Whisky giant Diageo toasts profit rise as drinkers go premium but slams alcohol duty overhaul
Unveiling sales of £17.1 billion for the year to 30 June, representing organic net growth of more than 6 per cent, chief executive Debra Crew pointed to double-digit growth in Scotch whisky, tequila and Guinness, with the group’s “premium-plus” brands contributing 57 per cent of the overall organic sales growth. She also paid tribute to former chief executive Sir Ivan Menezes, who passed away in June, aged 63, following a brief illness, saying she was “proud of how our Diageo family has come together in recent weeks”.
The London-listed company ranks as the world’s largest spirits maker, with almost 30 malt distilleries in Scotland and some 3,500 employees north of the Border out of a global workforce of 30,000. It owns major global brands such as Guinness stout, Smirnoff vodka and Captain Morgan rum.

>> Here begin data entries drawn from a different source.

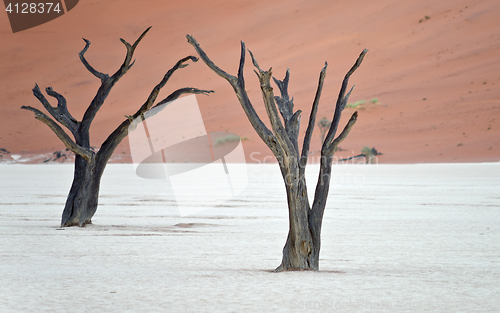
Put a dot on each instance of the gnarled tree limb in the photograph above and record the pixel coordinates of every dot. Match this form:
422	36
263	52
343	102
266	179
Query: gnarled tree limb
107	83
238	84
341	100
60	113
87	154
312	120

Changes to the way alcohol is taxed in the UK have led to hikes of up to 20 per cent on wine while other low-strength options now cost less. The UK government’s decision to tax alcohol based on its strength has led to spirits and wine makers complaining they have been unfairly hit.
Ewan Andrew, Diageo’s Scots-born president for supply chain and procurement, said: “We have been working these [changes] through but for the UK market this is definitely a headwind. I think consumers are really going to feel this impact - it’s going to add quite a significant amount. Our conversations with the UK government were around commitments to look at making Scotch and gin producers in Scotland more competitive and that has not happened at all. You don’t need to be looking at tax increases but you do need to be looking at a fairer and more equitable system.”
Alongside its solid sales numbers, the group reported higher-than-expected full-year operating profit, up 5.1 per cent at £4.6bn. The higher sales came despite a dip in volumes. The group has been raising prices to counter cost pressures across its global markets.
Crew, who was formerly chief operating officer, said: “Looking ahead, I expect operating environment challenges to persist, with continued cost pressure and ongoing geopolitical and macroeconomic uncertainty. This requires us to move with greater speed and agility. My near-term opportunities to drive the business focus on bolder and faster innovation, stepping up operational excellence to meet consumers’ evolving tastes and preferences while driving Scotch, tequila and Guinness. I believe total beverage alcohol is an attractive sector underpinned by strong consumer fundamentals, including population growth, increased spirits penetration and resilience in premiumisation globally.”
Mark Crouch, an analyst at trading and investing platform eToro, noted: “Overall, Diageo has put in a strong performance in the year ending 30 June. Scotch, tequila and beers have performed particularly well, as have the drinks giant’s premium-plus brands. That suggests consumers are not trading down when it comes to alcohol, regardless of the bleak economic outlook.”